This article was originally published in Gastech in September 2017.
In part 1, we considered market structure and lack of direct recourse (to the government or the utility), but there are other issues at play:
3. Integration with indigenous gas reserves: In markets where indigenous gas reserves already support some gas-fired generation, LNG can boost volumes to sustain larger, more efficient plants, helping to support economic growth and rising power demand. Where a domestic gas utility / government ministry has responsibility for the distribution of gas, it is more likely that LNG will be procured for the IPP market by that entity on a strategic basis. Often, a lack of transparency of price setting mechanisms in the gas sector makes it more difficult for IPPs to import LNG directly – the effect of competing with domestic gas and the impact that may have on power plant dispatch is too uncertain. However the opportunity to supply LNG to a government buyer is likely, in many instances, to be a more attractive proposition for LNG suppliers and avoids integration risk of a bundled LNG-to-power project.
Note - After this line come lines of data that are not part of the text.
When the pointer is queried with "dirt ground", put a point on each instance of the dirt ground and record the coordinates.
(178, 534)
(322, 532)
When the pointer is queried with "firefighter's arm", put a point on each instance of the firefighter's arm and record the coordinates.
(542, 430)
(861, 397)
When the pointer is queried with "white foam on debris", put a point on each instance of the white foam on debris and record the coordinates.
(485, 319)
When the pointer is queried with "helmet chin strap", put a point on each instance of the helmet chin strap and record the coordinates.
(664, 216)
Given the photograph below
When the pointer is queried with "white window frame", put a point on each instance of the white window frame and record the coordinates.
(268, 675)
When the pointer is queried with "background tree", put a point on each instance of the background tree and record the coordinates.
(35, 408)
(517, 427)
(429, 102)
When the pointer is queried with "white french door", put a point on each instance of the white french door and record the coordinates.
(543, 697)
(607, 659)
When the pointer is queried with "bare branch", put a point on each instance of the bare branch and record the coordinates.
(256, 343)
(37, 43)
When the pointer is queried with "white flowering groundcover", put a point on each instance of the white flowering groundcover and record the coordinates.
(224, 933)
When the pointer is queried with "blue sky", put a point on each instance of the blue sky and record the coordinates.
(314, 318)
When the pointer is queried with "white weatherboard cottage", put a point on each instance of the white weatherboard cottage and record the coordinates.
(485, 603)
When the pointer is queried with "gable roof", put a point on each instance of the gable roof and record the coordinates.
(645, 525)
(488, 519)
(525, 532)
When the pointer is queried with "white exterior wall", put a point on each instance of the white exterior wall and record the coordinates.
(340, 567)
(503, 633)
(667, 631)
4. Equity exposures in emerging market IPPs: Aside from macroeconomic risks that IPPs are exposed to (e.g. foreign exchange risk, currency convertibility, offtaker credit worthiness, political risk, etc), IPPs principally bear technology risk associated with power generation – this comprises the risk of availability of the plant’s entire generating capacity; and the risk that the plant’s heat rate is worse than the basis on which fuel charges are calculated. This is mitigated by technology selection, appropriate operating assumptions, the employment of an experienced O&M contractor, and long term service arrangements with the original equipment manufacturer. The allocation of O&M costs between fixed and variable charge components under the PPA can give rise to dispatch risk – i.e. the risk that the generator is not required to deliver sufficient electricity to recover its costs.
The main equity exposure exists during the construction phase. Until the plant has satisfied capacity, reliability and heat rate performance tests, it will not be considered to be in commercial operations and no payment will be due from the offtaker. Whilst this can be substantially passed down to a single point EPC contractor, the failure to achieve commercial operations by a contractual deadline under the PPA will result in the sponsors losing their equity.
5. Interface issues: When LNG supply, regasification and power generation elements of a power project are bundled together, equity exposures tend to increase – firstly, the integrated project is more capital intensive and therefore more equity is exposed to payment and performance risk of the offtaker. Secondly, where there are interface issues between LNG storage/regasification and power generation, interface risk can result in the need for either additional contingencies or sponsor completion support of one form or another. This can be avoided or mitigated by achieving a single point of construction responsibility for onshore regasification and power generation infrastructure.
The use of floating storage and/or regasification offers the ability to reduce the financing requirements for the power project. The risk of FSU availability is low, but is further mitigated by the ability to substitute the vessel if it is off hire for any significant period. Likewise, the ability to redeploy the vessel offers a means of mitigating power plant availability risk.
The key question for LNG exporters is whether they have the appetite to take exposure to the power sectors in emerging markets or whether they can find synergies with power sector developers that avoid the need for each party to take exposure in parts of the supply chain that are not their core business. Whilst integrated LNG-to-power solutions are very attractive to utilities and host governments, most investors would prefer to focus on their individual areas of expertise rather than to invest in an integrated solution.